“It’s about Naomi. You’re a father now, Philip ... twice a father, Philip. You’ve two children. They were twins.”

The knot of perplexity which had been tormenting his brain suddenly cleared away. Of course! That was what he couldn’t remember about Naomi. She had been going to have a baby, and now she had had two. Still he did not open his eyes. It was more impossible now than ever. He did not answer her, and presently Emma asked, “You heard what I said, Philip?”

“Yes, Ma.”

“You’re glad, aren’t you?”

He answered her weakly, “Of course ... why, of course, I’m glad.”

Again there was a long silence. He was ashamed again, because he had been forced to lie, ashamed because he wasn’t proud, and happy. His mother sat there trying to raise his spirits, and each thing she said only drove them lower. In that curious clarity of mind which seemed to possess his soul, he knew with a kind of horror that he had wanted to waken alone, free, in a new country, where he would never again see Naomi, or his mother, or the lace curtains, or the familiar, worn rocking-chair. That, he saw now, was why he had wanted to die. And now he was back again, tied to them more closely than ever.

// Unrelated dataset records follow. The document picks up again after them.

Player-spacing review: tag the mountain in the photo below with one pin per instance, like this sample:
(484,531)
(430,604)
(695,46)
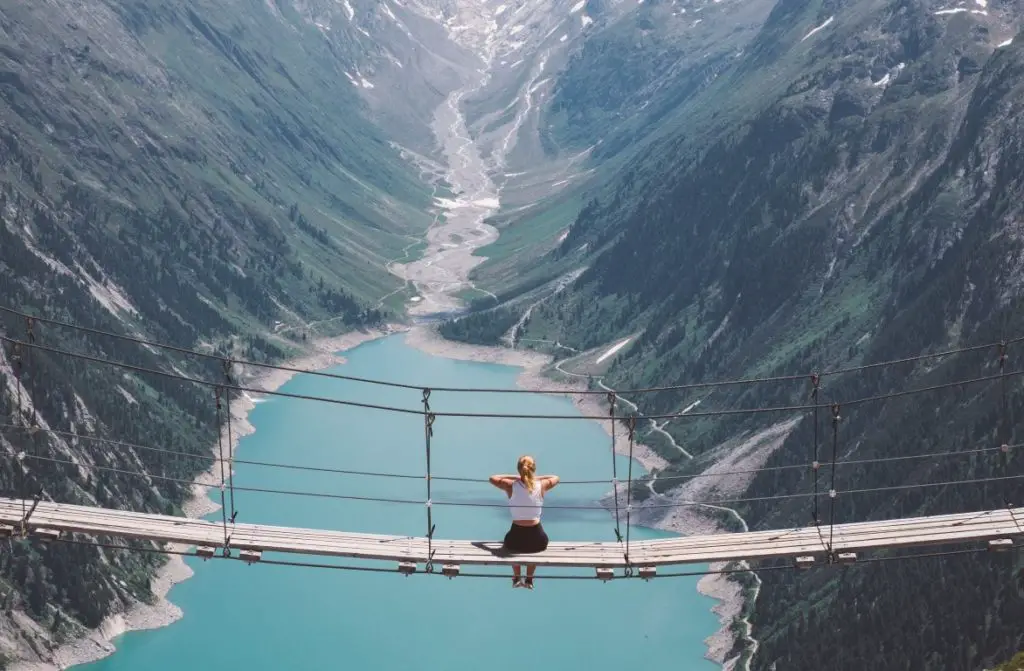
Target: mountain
(212,174)
(841,192)
(730,190)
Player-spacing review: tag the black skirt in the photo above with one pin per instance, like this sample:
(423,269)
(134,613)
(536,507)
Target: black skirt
(525,540)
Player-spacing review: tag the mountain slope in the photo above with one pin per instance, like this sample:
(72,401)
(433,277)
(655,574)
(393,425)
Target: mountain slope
(843,193)
(211,174)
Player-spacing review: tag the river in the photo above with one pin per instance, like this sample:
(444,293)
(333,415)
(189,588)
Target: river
(272,618)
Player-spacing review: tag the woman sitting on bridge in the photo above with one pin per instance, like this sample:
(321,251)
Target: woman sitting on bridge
(525,493)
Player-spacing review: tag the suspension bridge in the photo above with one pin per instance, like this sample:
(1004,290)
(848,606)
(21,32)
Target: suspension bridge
(822,542)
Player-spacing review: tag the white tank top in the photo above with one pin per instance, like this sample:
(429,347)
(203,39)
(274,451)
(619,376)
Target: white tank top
(523,504)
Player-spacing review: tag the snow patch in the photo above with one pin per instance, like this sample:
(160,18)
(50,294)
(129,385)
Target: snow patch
(821,27)
(107,293)
(612,349)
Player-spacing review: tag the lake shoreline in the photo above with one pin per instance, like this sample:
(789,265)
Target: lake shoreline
(324,353)
(728,593)
(97,643)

At last he said in a low voice, “It was like Naomi, wasn’t it ... to have twins?”

“What do you mean?”

He hesitated a moment, and then said, “I don’t know ... I’m tired ... I don’t know.”

Again a silence. Deep inside him something kept urging him to break through all this web which seemed to be closing tighter and tighter around him. The last thought he could remember before slipping into the nightmare returned to him now, and, without knowing why, he uttered it, “There won’t be any more children.”